Secrets of happiness for kids - and for us

Liam and Oliver - happy with a book and someone to read it to them
This past Thursday, I learned again what I believe is true: kids don't need things to be happy.

That is, they don't need gadgets or fancy toys or lessons or groups or guided this or that.

This is what happened:

While my husband, Mike, and I chatted in one of the Milwaukee Domes (a huge indoor horticultural park) with our son Brian and his wife Rae, our two grandsons busied themselves.

Without words, Oliver (almost 8) started making a pattern on the cobblestones, using wood chips from the path. Immediately, Liam (age 2) started bringing chips to Oliver, back and forth. Oliver continued making the pattern.

"What are you making?" I asked him.

"It's a fence to show Liam's and my territory."

After a few minutes, a little girl joined in. Quietly, she formed what became the start of an assembly line. She picked up two wood chips. She gave them to Liam. Liam walked the chips over to Oliver and put them down on the ground near where Oliver was working. Oliver picked up the chips and added them to his construction project.

This went on for about 15 or 20 minutes, all without words. Finally I asked the little girl her name and age. She was Wendy, she said, and she was six, and her mom and nana were over there.

The children worked silently for a while more, and finally Wendy asked Oliver, "What are we making?"

I don't remember what he answered, and soon after that, she ran off.

The creation was a beautiful chain of wood chips with some height - like a stone wall along a winding farmer's field in Ireland.

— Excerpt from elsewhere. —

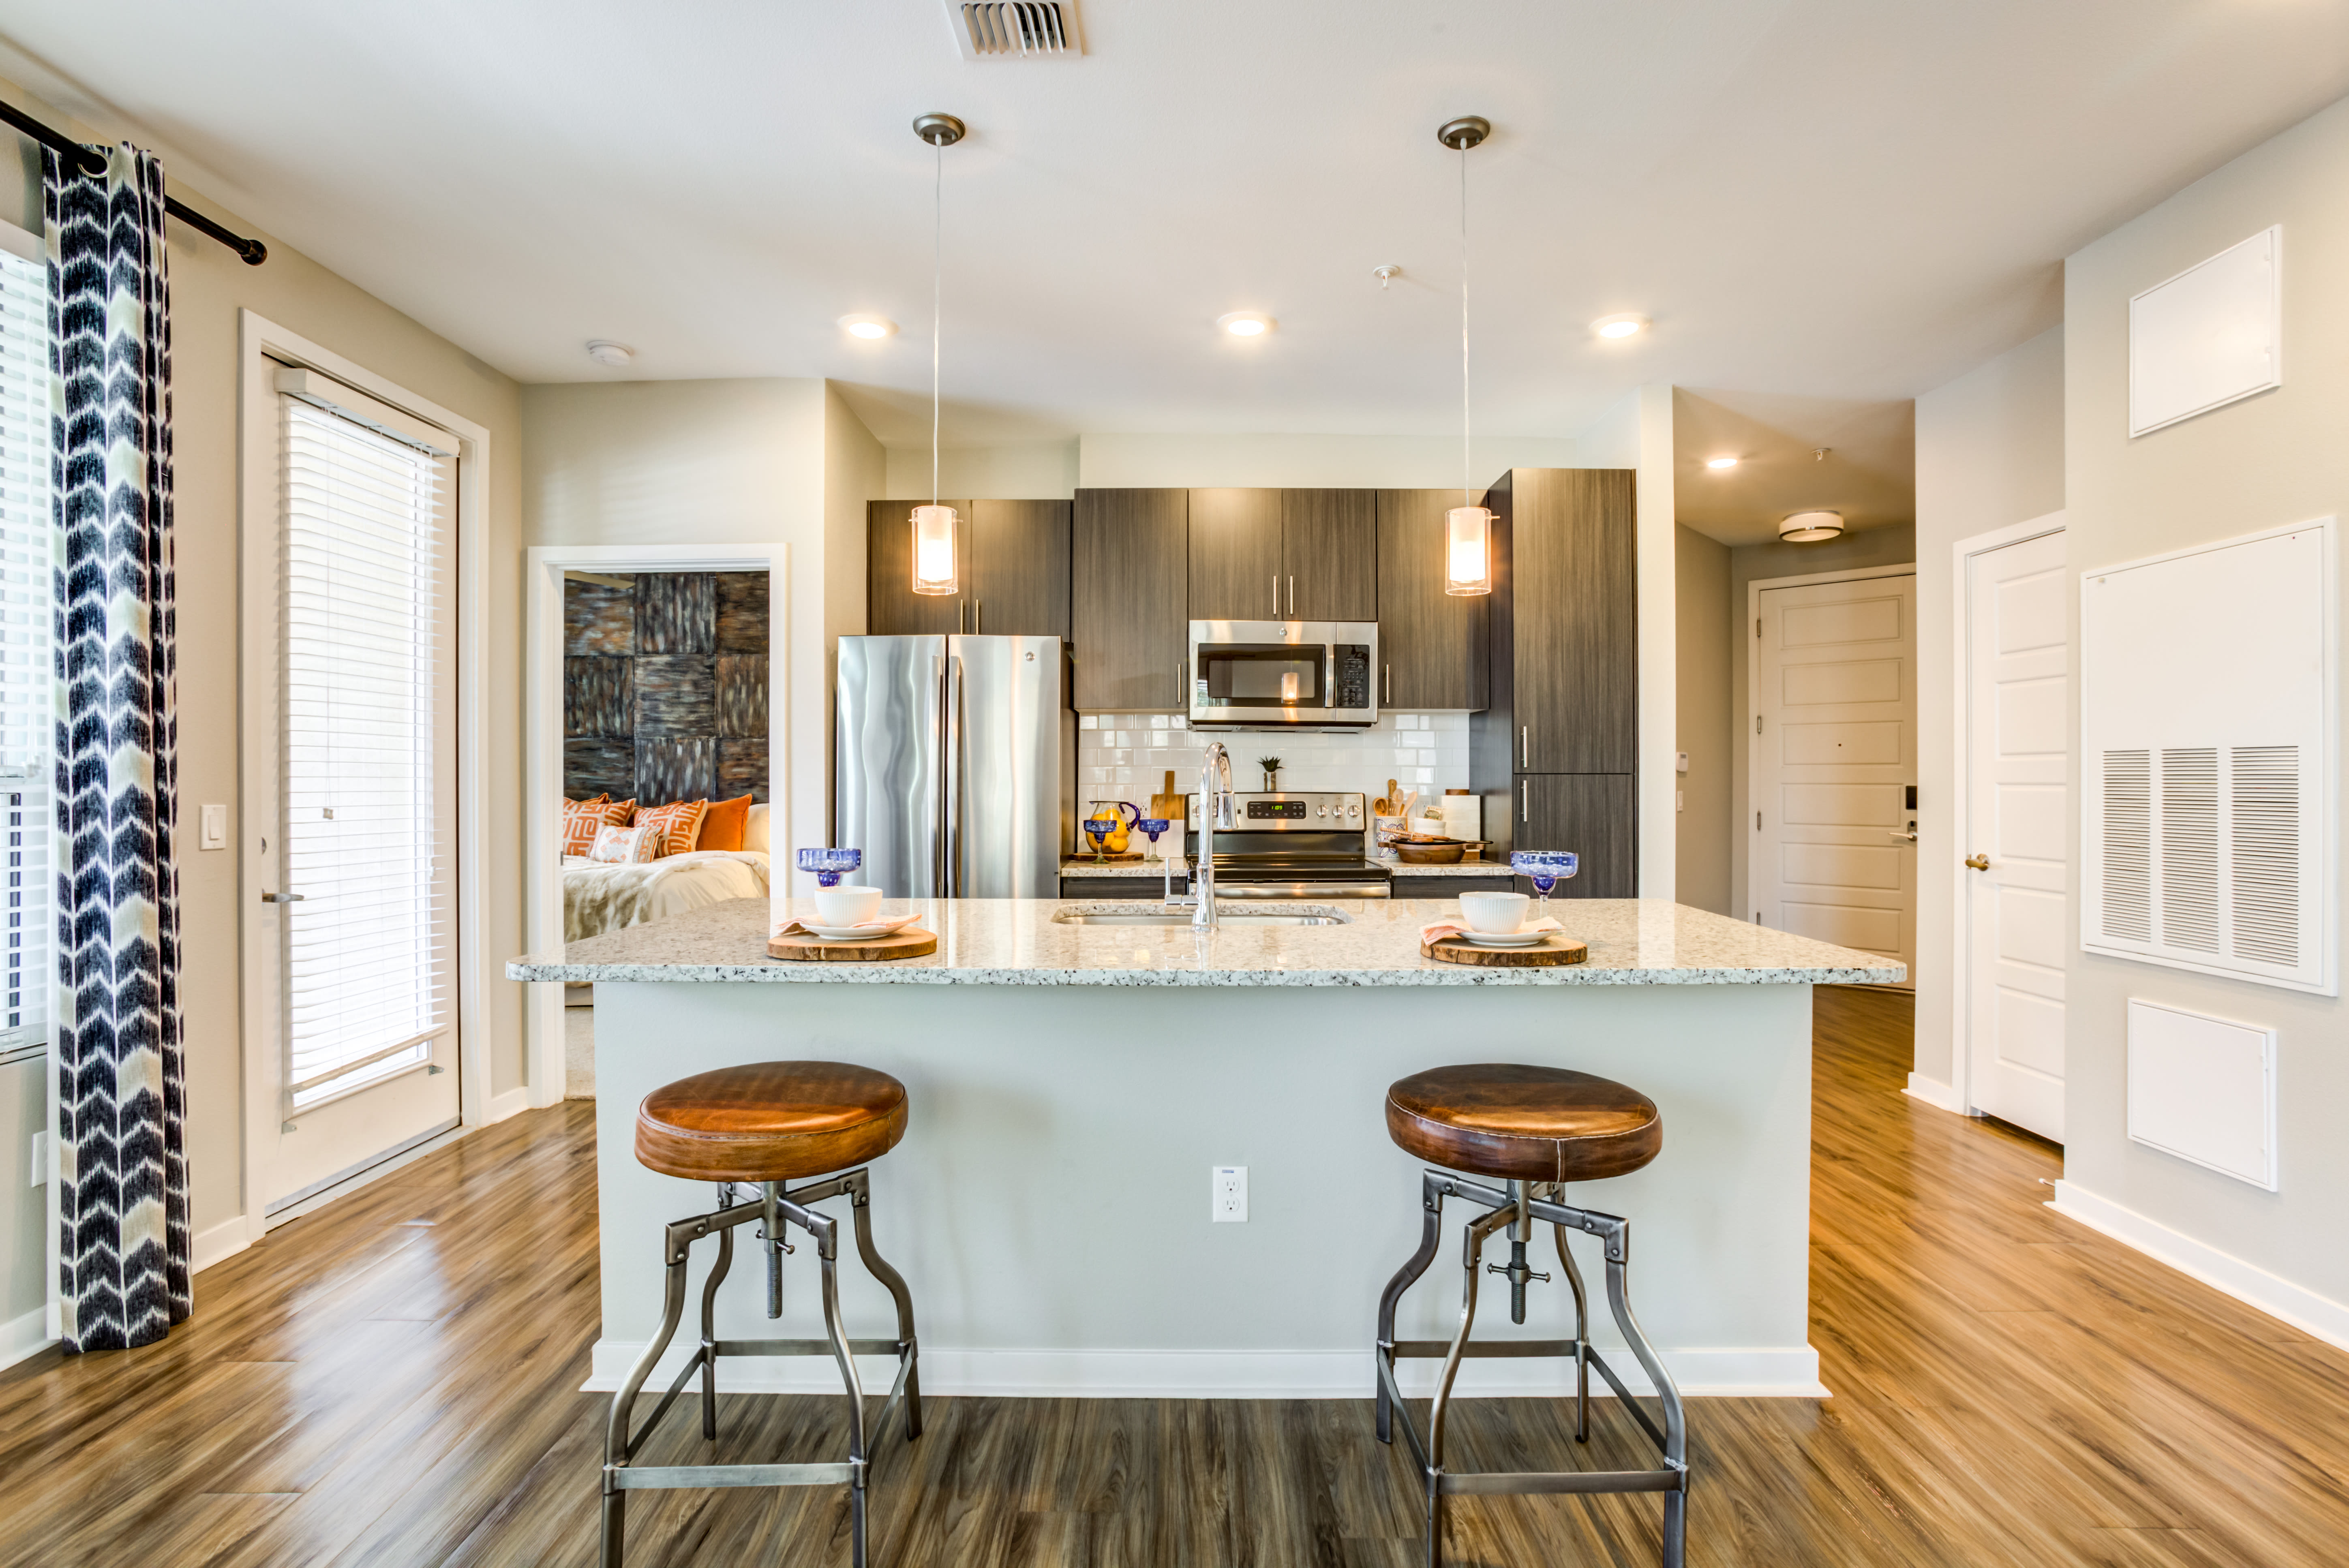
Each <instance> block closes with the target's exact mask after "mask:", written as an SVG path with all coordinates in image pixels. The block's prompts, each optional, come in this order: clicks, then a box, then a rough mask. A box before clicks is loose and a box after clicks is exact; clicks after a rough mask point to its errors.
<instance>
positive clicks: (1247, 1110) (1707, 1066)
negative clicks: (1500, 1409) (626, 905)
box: [510, 901, 1898, 1399]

Oliver announced that it was now a train track. He gave Liam one chip, and he took a chip, and they drove their chip-trains along the track.

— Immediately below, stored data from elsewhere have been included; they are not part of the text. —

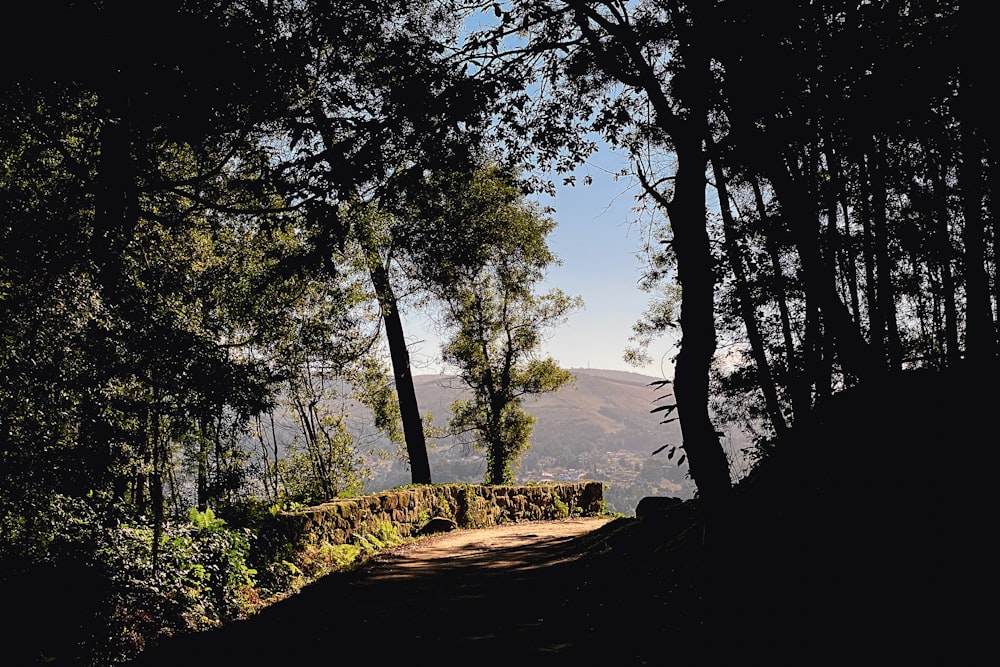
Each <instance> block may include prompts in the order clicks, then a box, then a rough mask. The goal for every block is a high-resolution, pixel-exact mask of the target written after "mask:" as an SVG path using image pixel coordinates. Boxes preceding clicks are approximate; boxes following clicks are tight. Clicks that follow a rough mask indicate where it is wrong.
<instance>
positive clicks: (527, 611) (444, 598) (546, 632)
mask: <svg viewBox="0 0 1000 667" xmlns="http://www.w3.org/2000/svg"><path fill="white" fill-rule="evenodd" d="M609 521H610V520H609V519H605V518H584V519H567V520H563V521H548V522H533V523H523V524H511V525H505V526H500V527H496V528H488V529H481V530H456V531H453V532H451V533H445V534H441V535H437V536H433V537H429V538H425V539H423V540H419V541H417V542H413V543H411V544H407V545H404V546H402V547H397V548H394V549H390V550H387V551H385V552H383V553H381V554H379V555H378V557H376V558H375V559H373V560H372V561H371V562H369V563H367V564H366V565H364V566H362V567H360V568H358V569H356V570H354V571H351V572H347V573H343V574H334V575H330V576H328V577H325V578H324V579H322V580H320V581H318V582H316V583H314V584H313V585H311V586H308V587H307V588H305V589H303V591H302V592H300V593H299V594H298V595H295V596H292V597H291V598H289V599H287V600H285V601H283V602H280V603H278V604H275V605H273V606H272V607H270V608H268V609H265V610H264V611H262V612H261V613H260V614H258V615H257V616H255V617H253V618H251V619H249V620H247V621H243V622H239V623H234V624H232V625H230V626H227V627H224V628H223V629H221V630H218V631H213V632H206V633H199V634H198V635H194V636H187V637H179V638H176V639H175V640H172V641H168V642H166V643H165V644H164V645H163V646H161V647H159V648H157V649H153V650H150V651H148V652H147V654H145V655H144V656H141V657H140V660H138V661H137V662H136V663H135V664H137V665H171V667H176V665H179V664H206V665H207V664H233V665H241V666H245V665H269V666H271V665H305V664H315V662H316V660H321V663H319V664H332V662H335V661H341V660H343V659H345V658H347V657H351V658H361V657H364V658H365V662H366V664H391V663H394V662H399V661H411V660H413V659H415V658H419V657H421V656H423V657H426V658H428V659H433V660H434V662H436V663H437V664H442V665H448V664H461V663H463V662H466V661H468V660H470V659H471V660H472V661H473V662H474V663H475V664H478V665H484V664H487V665H491V664H518V663H519V664H536V662H537V664H541V663H542V662H544V664H546V665H552V664H557V663H558V664H579V660H580V658H581V656H587V655H590V653H591V650H590V649H588V648H587V646H589V645H590V643H591V642H592V640H593V638H594V637H597V636H598V631H599V630H600V628H601V625H602V622H603V618H602V617H603V615H604V613H605V612H606V611H607V610H606V609H604V608H602V606H603V603H601V602H597V601H593V600H592V597H593V596H592V590H589V589H588V586H589V582H588V577H587V574H586V572H585V571H581V568H579V567H576V563H575V562H574V561H575V560H576V559H577V557H578V556H579V555H580V554H581V553H584V552H585V551H586V549H585V548H581V543H580V542H579V538H580V537H581V536H582V535H584V534H586V533H588V532H590V531H594V530H598V529H600V528H601V527H602V526H604V525H605V524H607V523H608V522H609ZM192 660H193V661H194V662H192ZM510 661H514V662H513V663H512V662H510ZM554 661H555V662H554Z"/></svg>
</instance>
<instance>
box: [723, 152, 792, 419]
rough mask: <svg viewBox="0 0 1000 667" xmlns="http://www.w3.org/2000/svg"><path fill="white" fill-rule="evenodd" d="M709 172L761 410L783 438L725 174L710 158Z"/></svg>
mask: <svg viewBox="0 0 1000 667" xmlns="http://www.w3.org/2000/svg"><path fill="white" fill-rule="evenodd" d="M712 171H713V172H714V173H715V187H716V190H717V192H718V193H719V210H720V211H721V213H722V226H723V231H724V233H725V238H726V244H725V247H726V258H727V259H728V260H729V266H730V268H731V269H732V271H733V276H734V277H735V279H736V298H737V300H738V301H739V304H740V315H741V316H742V318H743V325H744V326H745V327H746V331H747V339H748V341H749V343H750V352H751V354H752V355H753V360H754V365H755V367H756V370H757V384H758V385H759V386H760V390H761V392H762V393H763V394H764V406H765V409H766V410H767V415H768V418H769V419H770V420H771V425H772V426H773V427H774V433H775V435H777V436H778V437H781V436H782V435H784V433H785V430H786V429H787V424H786V423H785V417H784V415H783V414H782V412H781V402H780V401H779V400H778V390H777V388H776V386H775V384H774V376H773V375H772V374H771V365H770V364H769V363H768V361H767V353H766V352H765V350H764V337H763V336H762V335H761V333H760V327H759V326H758V324H757V316H756V313H755V312H754V306H753V298H752V295H751V294H750V287H749V285H748V281H747V275H746V268H745V267H744V266H743V258H742V257H740V249H739V245H738V243H737V238H736V224H735V221H734V220H733V213H732V211H731V210H730V208H729V192H728V190H727V182H726V176H725V171H724V170H723V167H722V165H721V164H719V160H718V159H717V158H716V157H714V156H713V158H712Z"/></svg>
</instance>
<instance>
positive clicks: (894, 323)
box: [869, 136, 903, 371]
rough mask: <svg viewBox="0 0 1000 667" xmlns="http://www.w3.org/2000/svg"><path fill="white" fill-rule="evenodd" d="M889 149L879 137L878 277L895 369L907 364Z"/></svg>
mask: <svg viewBox="0 0 1000 667" xmlns="http://www.w3.org/2000/svg"><path fill="white" fill-rule="evenodd" d="M888 152H889V147H888V142H886V140H885V137H881V136H880V137H876V139H875V150H874V152H873V155H872V160H871V170H870V172H869V173H870V174H871V188H872V209H871V211H872V231H873V232H874V234H875V238H876V241H877V242H876V244H875V264H876V271H877V273H876V276H875V280H876V281H877V285H878V294H879V309H880V310H881V311H882V317H881V320H882V323H883V326H884V327H885V353H886V357H885V358H886V363H887V364H888V368H889V370H891V371H898V370H900V368H902V364H903V344H902V341H901V340H900V338H899V325H898V324H897V322H896V287H895V284H894V283H893V279H892V268H893V263H892V260H891V259H890V258H889V239H890V237H889V220H888V204H889V202H888V187H887V185H886V170H887V166H886V164H885V155H887V154H888Z"/></svg>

It was time to go.We all picked up the chips and threw them back on the path.

African children in the film "Babies"

The happiness and absolute concentration of the children reminded me of the movie "Babies," where the little African child is so content to play with bones and dirt....












Rousseau
It also reminded me of a quotation about dealing with children that I have loved since hearing it back when I was learning to be a teacher at Marquette U: "Do not save time; waste it." (Jean-Jacques Rousseau)....








It also reminded me of the Buddhist monks who work for days to create a sacred "painting" out of colored sand. When they are done, they dump the sand - to demonstrate the impermanence of everything we do, and the importance of non-attachment.


Liam and Oliver were perfectly happy to destroy what had taken about a half-hour to create. The joy was in the doing.

The best way to be with children is to focus on process, not product.

True happiness doesn't come from things. This is true for adults too, I think.